Box Office: The Girl on the Train is first class

    Date
    Author DCM

The Weekend Round-up

The Girl on the Train brought Bridget Jones’s Baby’s three-week run at the top to an emergency stop as it opened with an impressive £7m. That figure includes £1.8m from previews on Wednesday and Thursday, but the Friday to Sunday total of £5.2m is a big improvement over Gone Girl’s £3.6m Friday to Sunday total almost exactly two years ago.
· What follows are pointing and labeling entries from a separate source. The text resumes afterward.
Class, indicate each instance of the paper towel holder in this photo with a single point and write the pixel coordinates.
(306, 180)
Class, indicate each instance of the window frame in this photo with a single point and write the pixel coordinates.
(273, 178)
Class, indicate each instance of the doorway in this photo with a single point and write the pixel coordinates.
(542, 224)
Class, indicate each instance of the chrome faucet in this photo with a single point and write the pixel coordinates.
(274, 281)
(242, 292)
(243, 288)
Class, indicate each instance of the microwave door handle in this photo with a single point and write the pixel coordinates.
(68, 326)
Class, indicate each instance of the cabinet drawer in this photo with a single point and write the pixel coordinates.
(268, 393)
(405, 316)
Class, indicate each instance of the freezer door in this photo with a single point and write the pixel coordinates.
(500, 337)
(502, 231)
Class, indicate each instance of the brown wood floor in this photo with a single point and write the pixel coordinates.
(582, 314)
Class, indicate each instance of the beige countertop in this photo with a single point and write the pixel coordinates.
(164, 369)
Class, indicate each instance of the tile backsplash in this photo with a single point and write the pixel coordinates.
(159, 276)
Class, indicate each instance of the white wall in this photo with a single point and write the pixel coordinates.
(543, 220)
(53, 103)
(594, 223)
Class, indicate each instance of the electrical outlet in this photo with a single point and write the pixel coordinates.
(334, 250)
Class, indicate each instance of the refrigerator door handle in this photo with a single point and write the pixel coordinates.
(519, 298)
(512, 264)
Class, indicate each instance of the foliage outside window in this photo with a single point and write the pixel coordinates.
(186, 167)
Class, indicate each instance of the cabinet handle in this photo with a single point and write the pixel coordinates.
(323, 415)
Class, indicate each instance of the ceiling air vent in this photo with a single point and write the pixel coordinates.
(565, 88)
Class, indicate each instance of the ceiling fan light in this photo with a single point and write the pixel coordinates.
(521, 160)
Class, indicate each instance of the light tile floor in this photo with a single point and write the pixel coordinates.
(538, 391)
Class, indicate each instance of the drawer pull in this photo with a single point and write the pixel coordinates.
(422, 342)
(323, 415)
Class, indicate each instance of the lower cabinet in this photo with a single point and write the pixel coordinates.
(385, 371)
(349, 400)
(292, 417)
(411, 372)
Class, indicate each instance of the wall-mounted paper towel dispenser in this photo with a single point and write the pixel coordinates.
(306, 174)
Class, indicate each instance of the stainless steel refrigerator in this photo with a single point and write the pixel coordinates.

That film had terrific holds over the following weeks to end on £22.6m, so The Girl on the Train will be hoping for a similar burn rate.

Bridget Jones’s Baby fell to second but still added an impressive £3m, for a new cume of £37.9m. It’s now the fourth biggest film of the year and looks set to break the £40m mark in the next week. It should pass Finding Dory (£42m) to become the second biggest film of the year to date by the end of its run.

Miss Peregrine’s Home for Peculiar Children had a strong hold in third, falling 34% to £2.2m. After 10 days in cinemas, Tim Burton’s gothic drama has banked £6.7m.

Deepwater Horizon added £988k in fourth, bringing its total to £3.8m. It has easily surpassed director, Peter Berg and Mark Wahlberg’s last collaboration, Lone Survivor’s final total of £2.1m.

The Magnificent Seven completed the top five, adding £511k and crossing the £5m mark in the process. It has now banked £5.4m.

Outside of the top five, War on Everyone opened in seventh with £188k, which included £40k in previews and Louis Theroux’s My Scientology Movie had a terrific result, opening with £107k in 11th from just 26 locations.

Overall the box office was up 9% from last weekend and up 56% from the same weekend last year, when the top four films were The Martian, Sicario, The Walk and Legend.

Next Weekend

Inferno opens on Friday and is the third film in Dan Brown’s series featuring the character Robert Langdon, played by Tom Hanks. When Langdon wakes up in an Italian hospital with amnesia, he teams up with Dr. Sienna Brooks (Felicity Jones), and together they must race across Europe against the clock to foil a deadly global plot. The Da Vinci Code grossed £30.5m in 2006 and the follow-up, Angels & Demons, grossed £18.8m in 2009.

Storks is a comedy animation about the titular birds, who have moved on from delivering babies to packages. But when an order for a baby appears, the best delivery stork must scramble to fix the error by delivering the baby. It delivered 96k in previews at the weekend.

American Honey is the latest from British director, Andrea Arnold. A teenage girl with nothing to lose joins a traveling magazine sales crew, and gets caught up in a whirlwind of hard partying, law bending and young love as she criss-crosses the Midwest with a band of misfits. It won the Jury Prize at the Cannes Film Festival in May.

The Buzz

A few months ago The Birth of a Nation looked like one of the major frontrunners for next year’s awards and after Fox Searchlight bought distribution rights for $17.5m at Sundance, it looked nailed on for commercial success too. It opened in the US on Friday and while reviews have been mostly positive – it has a score of 68 on Metacritic, it could only manage $7.1m in its first three days, which was enough for sixth place in the top 10. It opens in the UK on 20 January and plays the BFI London Film Festival this week.

Across The Pond

The Girl on the Train opened in the top spot in the US, kicking off its run with $24.7m. Last weekend's number one, Miss Peregrine's Home for Peculiar Children, fell to second but added $15m for a new cume of $51.1m. Deepwater Horizon fell 42% to $11.8m in third and has now banked $38.5m. The Magnificent Seven, in fourth, added $9.2m for a new cume of $75.9m and Storks completed the top five, adding $8.5m for a new cume of $50.1m.